From: Ming Lei <ming.lei@redhat.com>
To: Kashyap Desai <kashyap.desai@broadcom.com>
Cc: luojiaxing <luojiaxing@huawei.com>, Jens Axboe <axboe@kernel.dk>,
linux-block@vger.kernel.org, linux-scsi@vger.kernel.org,
"Martin K. Petersen" <martin.petersen@oracle.com>,
John Garry <john.garry@huawei.com>
Subject: Re: [PATCH] blk-mq: avoid to iterate over stale request
Date: Wed, 15 Dec 2021 11:36:22 +0800 [thread overview]
Message-ID: <YblitnLqJtkK/xBt@T590> (raw)
In-Reply-To: <0d8666c9983158a4954f30f6b429e797@mail.gmail.com>
Hello Kashyap,
On Wed, Dec 15, 2021 at 12:11:13AM +0530, Kashyap Desai wrote:
> + John Garry
>
> > blk-mq can't run allocating driver tag and updating ->rqs[tag]
> atomically,
> > meantime blk-mq doesn't clear ->rqs[tag] after the driver tag is
> released.
> >
> > So there is chance to iterating over one stale request just after the
> tag is
> > allocated and before updating ->rqs[tag].
> >
> > scsi_host_busy_iter() calls scsi_host_check_in_flight() to count scsi
> in-flight
> > requests after scsi host is blocked, so no new scsi command can be
> marked as
> > SCMD_STATE_INFLIGHT. However, driver tag allocation still can be run by
> blk-
> > mq core. One request is marked as SCMD_STATE_INFLIGHT, but this request
> > may have been kept in another slot of ->rqs[], meantime the slot can be
> > allocated out but ->rqs[] isn't updated yet. Then this in-flight request
> is
> > counted twice as SCMD_STATE_INFLIGHT. This way causes trouble in
> handling
> > scsi error.
>
> Hi Ming,
>
> We found similar issue on RHEL8.5 (kernel does not have this patch in
> discussion.). Issue reproduced on 5.15 kernel as well.

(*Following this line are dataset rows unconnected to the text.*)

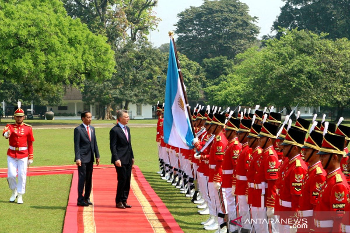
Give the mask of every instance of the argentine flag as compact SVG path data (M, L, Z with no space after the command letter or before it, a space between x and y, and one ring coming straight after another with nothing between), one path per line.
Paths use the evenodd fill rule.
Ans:
M170 39L164 103L164 141L173 146L192 149L193 133L185 103L184 91L181 87L173 43Z

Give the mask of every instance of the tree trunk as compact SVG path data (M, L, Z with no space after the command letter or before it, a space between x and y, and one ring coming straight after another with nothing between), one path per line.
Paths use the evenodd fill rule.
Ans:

> I understood this commit will fix specific race condition and avoid
> reading incorrect host_busy value.
> As per commit message - That incorrect host_busy will be just transient.
> If we read after some delay, correct host_busy count will be available.
> Right ?
Yeah, any counter(include atomic counter) works in this way.

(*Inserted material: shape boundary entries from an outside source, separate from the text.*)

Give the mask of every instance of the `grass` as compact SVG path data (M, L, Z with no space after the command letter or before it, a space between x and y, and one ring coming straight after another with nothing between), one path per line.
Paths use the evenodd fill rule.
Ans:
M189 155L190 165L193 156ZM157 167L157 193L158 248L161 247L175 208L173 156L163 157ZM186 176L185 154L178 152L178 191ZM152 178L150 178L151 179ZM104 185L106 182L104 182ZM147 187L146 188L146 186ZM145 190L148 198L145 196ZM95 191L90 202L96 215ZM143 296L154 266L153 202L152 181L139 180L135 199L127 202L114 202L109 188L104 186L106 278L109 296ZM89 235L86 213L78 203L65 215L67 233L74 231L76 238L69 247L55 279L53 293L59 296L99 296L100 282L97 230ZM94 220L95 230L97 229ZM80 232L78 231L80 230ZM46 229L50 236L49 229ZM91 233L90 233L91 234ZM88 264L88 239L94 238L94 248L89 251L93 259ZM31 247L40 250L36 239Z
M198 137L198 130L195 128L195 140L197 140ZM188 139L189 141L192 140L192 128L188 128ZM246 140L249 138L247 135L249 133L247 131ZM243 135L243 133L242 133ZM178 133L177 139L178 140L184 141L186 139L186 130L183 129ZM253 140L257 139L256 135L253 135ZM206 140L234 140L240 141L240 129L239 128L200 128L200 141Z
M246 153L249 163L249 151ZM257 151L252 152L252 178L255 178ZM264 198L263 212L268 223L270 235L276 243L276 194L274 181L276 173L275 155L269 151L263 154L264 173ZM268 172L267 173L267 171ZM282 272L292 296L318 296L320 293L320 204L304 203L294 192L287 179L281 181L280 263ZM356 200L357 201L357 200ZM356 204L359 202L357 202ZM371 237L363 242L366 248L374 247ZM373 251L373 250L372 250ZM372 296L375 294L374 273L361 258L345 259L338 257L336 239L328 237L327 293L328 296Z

But here it may be 'permanent' because one stale request pointer may stay in
one slot of ->rqs[] for long enough time if this slot isn't reused, meantime
the same request can be reallocated in case of real io scheduler. Maybe the
commit log should be improved a bit for making it explicit.
>
> In my case (I am using shared host tag enabled driver), it is not race
> condition issue but stale rqs[] entries create permanent incorrect count
> of host_busy.
> Example - There are two pending IOs. This IOs are timed out. Bitmap of
> pending IO is tag#5 (actually belongs to hctx0), tag#10 (actually belongs
> to hctx1). Note - This is a shared bit map.

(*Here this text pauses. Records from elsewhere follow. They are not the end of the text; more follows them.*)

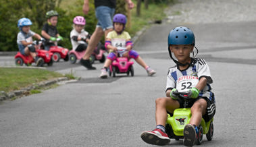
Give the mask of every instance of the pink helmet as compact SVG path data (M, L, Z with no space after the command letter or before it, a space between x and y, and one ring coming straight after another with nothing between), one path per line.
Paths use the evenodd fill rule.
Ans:
M77 25L85 25L86 24L85 19L82 16L76 16L73 20L73 22Z

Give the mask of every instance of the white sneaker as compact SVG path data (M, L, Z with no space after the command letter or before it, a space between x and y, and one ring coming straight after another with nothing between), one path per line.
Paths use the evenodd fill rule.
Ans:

> If hctx0 has same address of the request at 5th and 10th index, we will
It shouldn't be possible, since ->rqs[] is per-tags. If it is shared bit
map, both tag#5 and tag#10 are set, and both shared_tags->rqs[5] &
shared_tags->rqs[10] should point to the updated requests(timed out).
> count total 2 inflight commands instead of 1 from hctx0 context + From
> hctx1 context, we will count 1 inflight command = Total is 3.
> Even though we read after some delay, host_busy will be incorrect. We
> expect host_busy = 2 but it will return 3.
>
> This patch fix my issue explained above for shared host-tag case. I am
> confused reading the commit message. You may not have intentionally fix
> the issue as I explained but indirectly it fixes my issue. Am I correct ?
>
> What was an issue reported by Luojiaxiang ? I am interested to know if
> issue reported by Luojiaxiang had shared host tagset enabled ?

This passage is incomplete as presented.